6. Brain-Body Pathway
Until recently, it’s been scientifically accepted that the brain is “immune-privileged,” or cut off from the body’s immune system. But that turns out not to be the case, according to a groundbreaking study conducted by researchers at the University of Virginia School of Medicine. Researchers found that an elusive pathway travels between the brain and the immune system via lymphatic vessels. The lymphatic system, which is part of the circulatory system, carries lymph—a liquid that helps to eliminate toxins, and moves immune cells from one part of the body to another. Now we know that the immune system pathway includes the brain.
The results of this study have profound implications for ACE research. For a child who’s experienced adversity, the relationship between mental and physical suffering is strong: the inflammatory chemicals that flood a child’s body when she’s chronically stressed aren’t confined to the body alone; they’re shuttled from head to toe.
7. Brain Connectivity
Dr. Ryan Herringa, neuropsychiatrist and assistant professor of child and adolescent psychiatry at the University of Wisconsin, found that children and teens who’d experienced chronic childhood adversity showed weaker neural connections between the prefrontal cortex and the hippocampus. Girls also displayed weaker connections between the prefrontal cortex and the amygdala. The prefrontal-cortex-amygdala relationship plays an essential role in determining how emotionally reactive we’re likely to be to the things that happen to us in our day-to-day life, and how likely we are to perceive these events as stressful or dangerous.
According to Herringa:
“If you are a girl who has had adverse childhood experiences and these brain connections are weaker, you might expect that in just about any stressful situation you encounter as life goes on, you may experience a greater level of fear and anxiety.”

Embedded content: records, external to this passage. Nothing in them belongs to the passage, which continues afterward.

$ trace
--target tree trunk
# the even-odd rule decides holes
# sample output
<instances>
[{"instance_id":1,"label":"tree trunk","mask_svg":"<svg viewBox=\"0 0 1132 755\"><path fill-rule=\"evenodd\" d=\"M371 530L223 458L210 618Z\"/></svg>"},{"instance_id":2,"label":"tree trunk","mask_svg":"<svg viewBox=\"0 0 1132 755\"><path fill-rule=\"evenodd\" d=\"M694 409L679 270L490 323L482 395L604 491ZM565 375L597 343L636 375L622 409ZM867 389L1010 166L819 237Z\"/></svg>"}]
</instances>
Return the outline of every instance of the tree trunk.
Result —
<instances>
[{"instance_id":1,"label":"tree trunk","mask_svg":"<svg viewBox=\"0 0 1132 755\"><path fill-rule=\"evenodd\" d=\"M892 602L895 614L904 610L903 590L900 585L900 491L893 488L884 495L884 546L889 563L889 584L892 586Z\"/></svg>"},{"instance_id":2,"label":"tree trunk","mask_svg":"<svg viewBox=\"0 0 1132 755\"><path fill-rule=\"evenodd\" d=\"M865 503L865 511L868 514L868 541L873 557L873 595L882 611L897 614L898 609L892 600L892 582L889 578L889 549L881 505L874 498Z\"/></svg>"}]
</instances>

Girls with these weakened neural connections, Herringa found, stood at a higher risk for developing anxiety and depression by the time they reached late adolescence. This may, in part, explain why females are nearly twice as likely as males to suffer from later mood disorders.
This science can be overwhelming, especially to those of us who are parents. So, what can you do if you or a child you love has been affected by early adversity? The good news is that, just as our scientific understanding of how adversity affects the developing brain is growing, so is our scientific insight into how we can offer the children we love resilient parenting, and how we can all take small steps to heal body and brain. Just as physical wounds and bruises heal, just as we can regain our muscle tone, we can recover function in under-connected areas of the brain. The brain and body are never static; they are always in the process of becoming and changing.